— Merci, Gouriéwa, merci ! Seulement, j’aurai besoin de vous pendant longtemps encore.
— Je serai là. N’ayez jamais honte de moi, ne pensez jamais que vous pourriez m’ennuyer ou me lasser. En un mot, ne me considérez pas comme une étrangère. Maintenant faites attention de ne pas vous emballer : c’est très dangereux cela aussi. Makarow m’a dit que votre chambre est noire et triste. Vous n’y avez vécu, ces derniers temps, que des jours affreux. Tout de suite, allez, cherchez une autre chambre. Choisissez-la en banlieue, propre et claire, claire surtout. Puis, rendez-la habitable. Jetez vos loques de valet de cœur au feu, et mettez-vous au travail. Toutes les fois que cela vous sera difficile ou pénible, venez, le jour, le soir, peu importe. Parmi les camarades, il y a Makarow et Himmelschein.
Tous les autres pourraient vous être moralement nuisibles, pour le moment. Une dernière recommandation : cessez tout de suite, dès aujourd’hui, vos vagabondages. Promenez-vous beaucoup, mais ni à Goutouyew, ni à la Siennaya ; allez au soleil, aux îles, dans la banlieue.
Comme Orschanow allait sortir, le vieil Anntone entra.
— Vérotschka ! tu catéchises Orschanow… Mais à quoi bon ? Eh, travailler pour l’affranchissement du peuple, créer des chefs-d’œuvre, contempler le long des routes la splendeur de l’Univers, ou prier Dieu au fond d’un cloître, c’est tout un. Peu importe, pourvu qu’on cherche la lumière avec sincérité et simplicité.
Dmitri Orschanow devait se souvenir toute sa vie de ces paroles du vieux prophète de douceur. Véra se mit à rire. — Oh ! Oncle ne prêchez pas la vie contemplative à Orschanow ; il n’en a pas besoin, il y est déjà assez enclin !… »
Elle comprenait, certes, l’idée large et belle énoncée par son oncle, mais elle devinait encore autre chose.
Orschanow suivit, point par point, les conseils de Véra.
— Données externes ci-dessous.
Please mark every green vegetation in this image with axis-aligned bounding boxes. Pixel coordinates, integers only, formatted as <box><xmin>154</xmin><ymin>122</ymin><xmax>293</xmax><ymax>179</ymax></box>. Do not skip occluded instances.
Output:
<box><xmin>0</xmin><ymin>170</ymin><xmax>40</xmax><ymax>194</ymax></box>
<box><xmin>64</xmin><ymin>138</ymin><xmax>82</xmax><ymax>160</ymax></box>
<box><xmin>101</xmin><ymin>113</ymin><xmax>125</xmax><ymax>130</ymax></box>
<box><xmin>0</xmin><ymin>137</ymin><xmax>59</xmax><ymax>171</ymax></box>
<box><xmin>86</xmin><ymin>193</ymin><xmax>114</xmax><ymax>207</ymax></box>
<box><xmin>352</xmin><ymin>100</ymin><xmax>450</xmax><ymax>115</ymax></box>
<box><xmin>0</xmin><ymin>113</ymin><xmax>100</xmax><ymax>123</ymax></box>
Il loua une chambre claire et gaie, il y rangea les quelques choses rapportées jadis de Pétchal, il classa ses livres et ses cahiers.
Dans toute cette tentative de résurrection de son ancienne vie, une seule chose le réjouissait réellement, profondément : l’amitié acquise de Véra. Cela suffisait à tout ensoleiller, à le ranimer.
Pourtant, Orschanow attribuait très sincèrement et très naïvement le calme moral très vite reconquis, la sérénité des jours qui suivirent, à ce fait qu’il avait pris une résolution, qu’il était sorti des ténèbres.